Issues Closed This Week: 25
Summarized Issues:
- Passkey Feature Malfunction: The passkey feature in the server has been malfunctioning for a week, leading to its closure. This issue was resolved by introducing new models that support long context, which resulted in the removal of self context extent support. The change aimed to improve the server's functionality by leveraging the capabilities of the new models.
- Model Context Handling Issues: The Phi-3 4K model exhibits incorrect output after processing around 2048 tokens, despite its capability to handle up to 4096 tokens. This suggests a problem with the model's context handling or sliding window attention mechanism. Such issues can affect the model's performance and reliability in processing longer sequences.
- Compatibility and Compilation Problems: The llama3.1 model fails to load on Windows due to an incompatible avx2 version, and users face issues building the
llama.cpp
project with C++ 23 standard. These problems highlight the need for better compatibility checks and documentation updates to guide users on supported configurations. Addressing these issues can prevent user frustration and improve the project's usability.
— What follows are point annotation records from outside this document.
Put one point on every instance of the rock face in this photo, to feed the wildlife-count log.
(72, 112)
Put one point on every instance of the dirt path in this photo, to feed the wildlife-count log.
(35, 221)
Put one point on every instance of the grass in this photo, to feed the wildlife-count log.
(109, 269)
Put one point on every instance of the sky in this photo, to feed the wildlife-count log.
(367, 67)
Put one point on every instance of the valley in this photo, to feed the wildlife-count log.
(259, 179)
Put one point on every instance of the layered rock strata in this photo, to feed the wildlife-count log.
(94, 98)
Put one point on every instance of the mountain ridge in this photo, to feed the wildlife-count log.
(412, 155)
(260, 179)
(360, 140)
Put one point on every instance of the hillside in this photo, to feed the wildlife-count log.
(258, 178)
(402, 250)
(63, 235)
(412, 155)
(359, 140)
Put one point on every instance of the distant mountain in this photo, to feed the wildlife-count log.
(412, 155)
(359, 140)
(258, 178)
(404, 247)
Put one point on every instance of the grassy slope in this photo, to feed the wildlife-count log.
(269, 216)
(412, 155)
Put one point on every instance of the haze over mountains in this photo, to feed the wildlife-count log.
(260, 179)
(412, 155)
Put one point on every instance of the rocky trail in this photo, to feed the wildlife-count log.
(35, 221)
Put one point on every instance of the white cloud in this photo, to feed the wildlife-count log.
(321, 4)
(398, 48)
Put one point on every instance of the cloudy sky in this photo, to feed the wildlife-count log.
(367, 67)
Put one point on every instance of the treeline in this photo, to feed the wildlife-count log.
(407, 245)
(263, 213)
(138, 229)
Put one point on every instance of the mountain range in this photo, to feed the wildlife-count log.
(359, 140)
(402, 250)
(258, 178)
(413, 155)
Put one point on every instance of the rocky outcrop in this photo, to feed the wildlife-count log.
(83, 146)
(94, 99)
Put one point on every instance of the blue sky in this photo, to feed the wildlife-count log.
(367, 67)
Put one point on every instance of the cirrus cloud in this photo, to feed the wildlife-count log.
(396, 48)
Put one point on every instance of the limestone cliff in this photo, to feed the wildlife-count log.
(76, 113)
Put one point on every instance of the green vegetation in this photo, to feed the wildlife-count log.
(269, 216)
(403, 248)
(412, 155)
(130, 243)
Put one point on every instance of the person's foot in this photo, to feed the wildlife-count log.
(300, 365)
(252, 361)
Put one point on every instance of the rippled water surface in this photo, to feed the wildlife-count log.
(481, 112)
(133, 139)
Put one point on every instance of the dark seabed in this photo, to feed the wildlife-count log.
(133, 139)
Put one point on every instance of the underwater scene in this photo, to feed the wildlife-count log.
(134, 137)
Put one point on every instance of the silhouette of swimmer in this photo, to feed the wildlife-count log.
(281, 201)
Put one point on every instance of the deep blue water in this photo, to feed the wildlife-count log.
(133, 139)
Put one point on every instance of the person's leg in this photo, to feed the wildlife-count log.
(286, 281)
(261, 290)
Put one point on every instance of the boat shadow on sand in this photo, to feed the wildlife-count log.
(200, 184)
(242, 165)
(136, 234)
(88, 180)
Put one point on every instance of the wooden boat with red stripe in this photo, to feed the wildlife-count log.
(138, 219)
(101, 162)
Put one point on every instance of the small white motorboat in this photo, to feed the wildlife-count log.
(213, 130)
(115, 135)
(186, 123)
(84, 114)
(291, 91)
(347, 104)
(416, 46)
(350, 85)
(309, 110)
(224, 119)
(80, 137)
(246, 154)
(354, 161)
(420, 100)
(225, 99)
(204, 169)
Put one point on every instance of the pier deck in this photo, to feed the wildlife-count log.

- Server and Build Process Bugs: Long repeated strings cause server crashes due to regex processing errors, and using ccache on Windows disrupts the SYCL backend build process. These bugs indicate underlying issues in memory handling and file management during builds. Solutions involve adjusting regex stack size and ccache settings to ensure stability and successful builds.
- Performance and Efficiency Enhancements: Performance slowdowns occur with certain RPC servers in distributed setups, and feature requests aim to improve RPC model loading and support for Flash Attention 3. These enhancements focus on optimizing data transfer, communication, and inference speed. Implementing these changes can significantly boost the project's performance and user experience.
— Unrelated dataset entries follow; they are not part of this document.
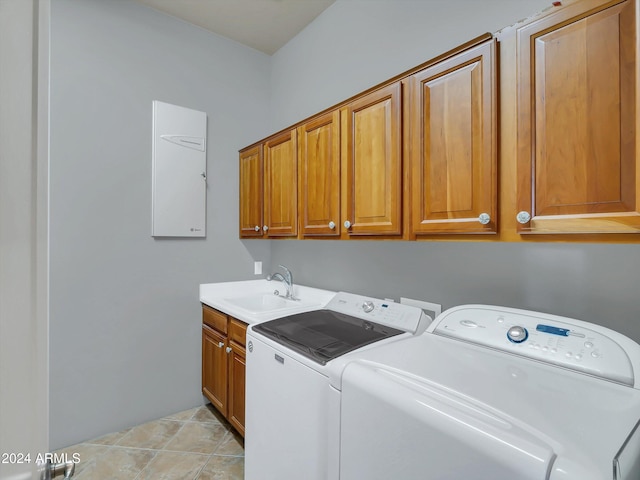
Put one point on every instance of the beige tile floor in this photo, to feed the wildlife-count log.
(196, 444)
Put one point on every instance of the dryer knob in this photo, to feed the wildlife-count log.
(517, 334)
(368, 306)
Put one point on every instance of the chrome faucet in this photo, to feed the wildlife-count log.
(287, 279)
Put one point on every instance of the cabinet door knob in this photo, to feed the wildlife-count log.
(523, 217)
(484, 218)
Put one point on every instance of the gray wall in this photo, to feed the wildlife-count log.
(356, 44)
(597, 283)
(124, 311)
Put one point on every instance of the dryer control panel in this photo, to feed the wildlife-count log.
(565, 342)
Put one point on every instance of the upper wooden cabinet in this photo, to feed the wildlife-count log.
(280, 185)
(251, 192)
(453, 155)
(373, 163)
(319, 176)
(577, 169)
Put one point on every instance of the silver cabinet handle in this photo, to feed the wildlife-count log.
(523, 217)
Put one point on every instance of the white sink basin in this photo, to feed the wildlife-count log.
(267, 303)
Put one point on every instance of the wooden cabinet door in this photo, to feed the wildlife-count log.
(251, 192)
(577, 119)
(373, 166)
(214, 368)
(319, 176)
(237, 369)
(452, 118)
(280, 185)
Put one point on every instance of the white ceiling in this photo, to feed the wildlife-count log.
(265, 25)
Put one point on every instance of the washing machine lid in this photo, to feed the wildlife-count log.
(323, 335)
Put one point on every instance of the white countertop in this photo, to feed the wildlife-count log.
(217, 295)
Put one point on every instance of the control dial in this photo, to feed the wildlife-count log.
(517, 334)
(368, 306)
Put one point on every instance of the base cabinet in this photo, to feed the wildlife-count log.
(224, 364)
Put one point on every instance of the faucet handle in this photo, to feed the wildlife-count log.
(286, 271)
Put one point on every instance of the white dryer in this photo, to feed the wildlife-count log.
(493, 393)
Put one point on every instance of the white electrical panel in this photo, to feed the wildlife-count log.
(179, 171)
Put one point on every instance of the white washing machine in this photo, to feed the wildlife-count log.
(492, 393)
(294, 363)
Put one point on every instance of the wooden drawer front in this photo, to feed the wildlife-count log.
(213, 318)
(237, 331)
- Cross-Compilation and GPU Support Issues: Cross-compiling for Android with Vulkan libraries and supporting Airllm for smaller GPUs present challenges. These issues highlight the need for better cross-platform support and compatibility with various hardware configurations. Addressing these can lower entry barriers and expand the project's accessibility.
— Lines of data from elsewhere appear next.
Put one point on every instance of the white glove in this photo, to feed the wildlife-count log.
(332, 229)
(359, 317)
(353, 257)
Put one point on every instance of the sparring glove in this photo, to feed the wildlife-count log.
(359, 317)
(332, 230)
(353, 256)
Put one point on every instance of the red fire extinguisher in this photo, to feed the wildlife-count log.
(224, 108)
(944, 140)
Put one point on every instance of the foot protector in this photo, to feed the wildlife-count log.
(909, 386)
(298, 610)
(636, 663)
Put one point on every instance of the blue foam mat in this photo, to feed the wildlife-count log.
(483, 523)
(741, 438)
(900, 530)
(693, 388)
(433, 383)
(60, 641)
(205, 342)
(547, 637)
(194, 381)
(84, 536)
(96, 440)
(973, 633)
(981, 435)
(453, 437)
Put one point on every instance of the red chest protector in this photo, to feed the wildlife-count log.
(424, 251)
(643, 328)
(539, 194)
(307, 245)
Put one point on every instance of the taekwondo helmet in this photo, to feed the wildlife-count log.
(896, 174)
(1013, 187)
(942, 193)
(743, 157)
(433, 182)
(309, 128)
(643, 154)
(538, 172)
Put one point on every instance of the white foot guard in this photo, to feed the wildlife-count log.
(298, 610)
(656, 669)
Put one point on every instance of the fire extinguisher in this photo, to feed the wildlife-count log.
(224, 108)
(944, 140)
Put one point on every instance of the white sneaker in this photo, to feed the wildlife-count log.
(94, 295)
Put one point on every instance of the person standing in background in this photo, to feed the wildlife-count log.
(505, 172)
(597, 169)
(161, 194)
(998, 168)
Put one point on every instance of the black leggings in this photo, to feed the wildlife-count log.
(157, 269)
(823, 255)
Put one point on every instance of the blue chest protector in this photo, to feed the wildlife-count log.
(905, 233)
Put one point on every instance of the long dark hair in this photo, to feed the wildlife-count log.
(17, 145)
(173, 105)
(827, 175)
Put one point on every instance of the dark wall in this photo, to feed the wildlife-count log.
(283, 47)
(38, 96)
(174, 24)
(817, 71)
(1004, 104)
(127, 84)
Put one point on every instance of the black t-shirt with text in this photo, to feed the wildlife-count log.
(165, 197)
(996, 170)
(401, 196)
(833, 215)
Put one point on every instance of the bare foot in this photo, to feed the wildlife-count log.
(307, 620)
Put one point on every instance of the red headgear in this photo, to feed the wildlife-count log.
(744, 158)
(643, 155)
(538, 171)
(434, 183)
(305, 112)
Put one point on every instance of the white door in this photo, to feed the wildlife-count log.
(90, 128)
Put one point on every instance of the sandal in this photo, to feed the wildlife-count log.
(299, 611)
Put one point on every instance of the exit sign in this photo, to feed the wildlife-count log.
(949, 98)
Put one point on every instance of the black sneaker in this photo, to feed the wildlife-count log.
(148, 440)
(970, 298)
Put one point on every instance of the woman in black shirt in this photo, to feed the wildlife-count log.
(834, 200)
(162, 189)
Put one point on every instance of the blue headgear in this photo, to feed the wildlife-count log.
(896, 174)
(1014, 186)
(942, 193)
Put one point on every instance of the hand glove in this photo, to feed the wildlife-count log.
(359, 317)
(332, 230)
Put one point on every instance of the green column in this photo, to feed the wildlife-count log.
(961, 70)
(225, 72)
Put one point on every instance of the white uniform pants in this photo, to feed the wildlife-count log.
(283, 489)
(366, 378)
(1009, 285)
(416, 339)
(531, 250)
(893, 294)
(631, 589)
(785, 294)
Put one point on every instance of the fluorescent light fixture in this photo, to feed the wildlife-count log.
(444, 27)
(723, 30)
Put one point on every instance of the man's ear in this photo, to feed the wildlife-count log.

- Documentation and Feature Requests: Bugs in documentation and vague feature requests like "adderALL" indicate areas for improvement in user guidance and feature clarity. Clear documentation and well-defined feature requests are crucial for effective project development and user satisfaction. Enhancing these aspects can streamline user interactions and project contributions.
- Encoding and Embedding Enhancements: A feature request to support
"encoding_format": "base64"
in embeddings endpoints aims to reduce JSON payload and improve compatibility with OpenAI's API. This enhancement can streamline data handling and integration with external services. Implementing such features can enhance the project's interoperability and efficiency.
- Streaming and API Issues: Bugs in streaming generation and API responses affect the project's functionality. These issues involve duplicated text during streaming and empty model identifiers in API responses. Resolving these bugs is essential for maintaining the project's reliability and ensuring seamless user interactions.
- Compilation and Platform-Specific Errors: Compilation failures on various platforms, including Android and BSD, highlight challenges in maintaining cross-platform compatibility. These errors involve issues with ARM features and pointer qualifiers, necessitating updates to build configurations. Addressing these can ensure broader platform support and smoother development processes.
- ROCm and Kernel Support Issues: A bug related to ROCm p2p copy operation failure due to kernel support issues affects certain Linux distributions. This problem underscores the importance of ensuring proper runtime support and kernel compatibility. Addressing these issues can enhance the project's robustness and deployment flexibility.